What bullying produces isn’t simple. Some go quiet. Some become the very thing that hurt them. And some become something the bully never intended, something that learned to punch back without ever punching down.
That’s the line I held. It’s the only one I’m certain of.
I bullied bullies. I’m not proud of any of it. It wasn’t righteous, it was just familiar. Just the weapon finding a use for itself. That day in the pizza shop was reflex. A byproduct of the bully’s programming. Somewhere along the way I became an involuntary participant in that ecosystem, unintentional checks and balances, if it has any.
I’m not looking for absolution. But I know the difference between punching down and hunting monsters. Bullies aren’t born, they’re made. The virus destroys some people, transforms others, and spreads through every silence we allow.
To quote comedian Marc Maron, “the monster I built to protect the kid inside has become difficult to manage.” I’m still working on that.
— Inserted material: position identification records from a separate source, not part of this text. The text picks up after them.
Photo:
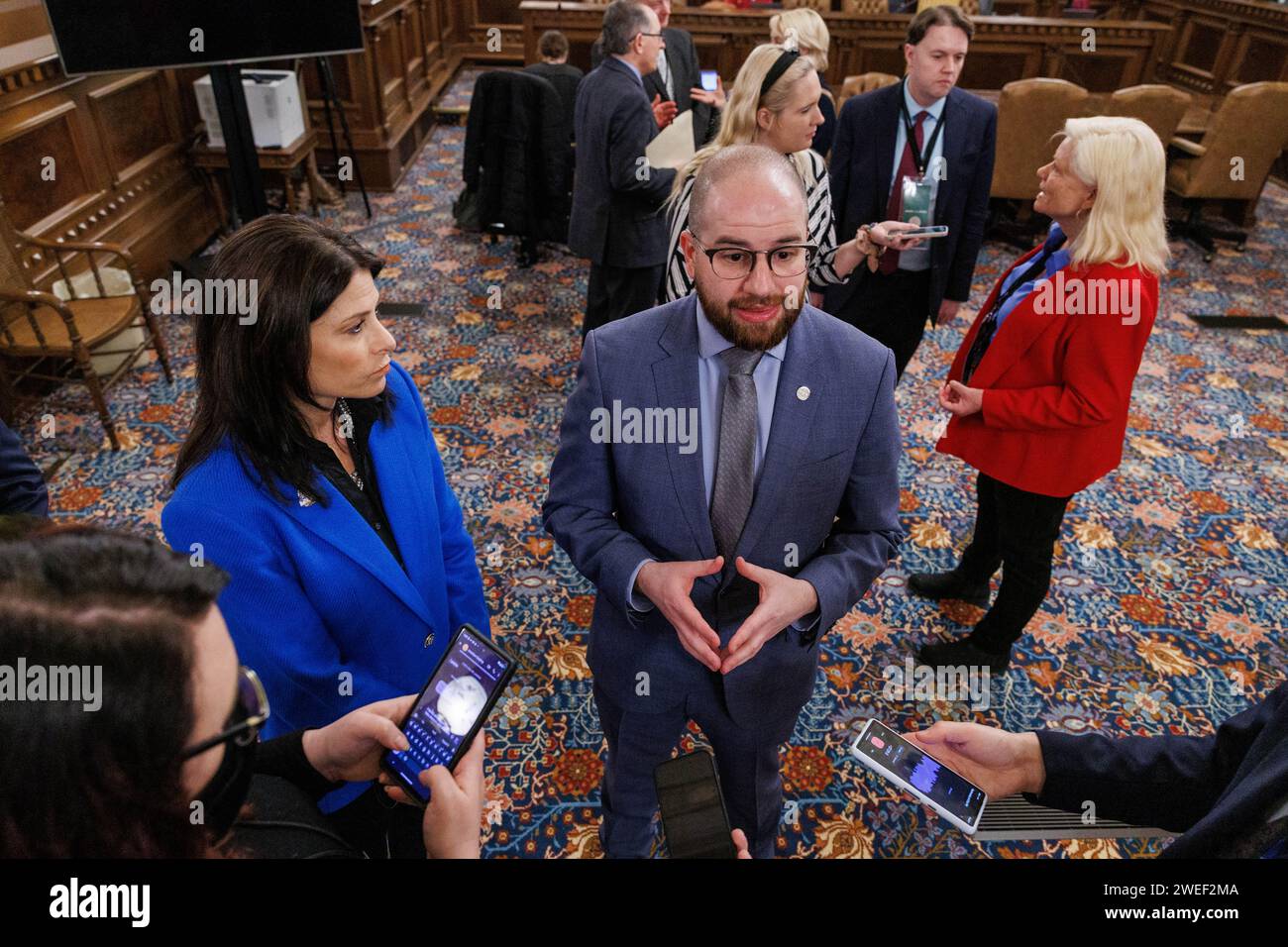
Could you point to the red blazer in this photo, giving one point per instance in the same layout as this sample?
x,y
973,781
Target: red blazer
x,y
1056,386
Same wound. Different scars.
The girl behind the counter deserved better than what those men gave her. We all did, everyone in that line who walked out carrying the quiet weight of having witnessed something ugly and done nothing.
That’s how it spreads.
The next time you’re standing in line and someone directs their anger at the person least able to fight back, don’t stand there in silence. You don’t have to be 6 foot 3 inches, loud, confrontational or righteous. You just have to be brave enough to say that’s enough.
Because silence has a cost.
And someone else is always paying it.
Corey Bergeron is a classically trained chef based in Weare with his wife and daughter.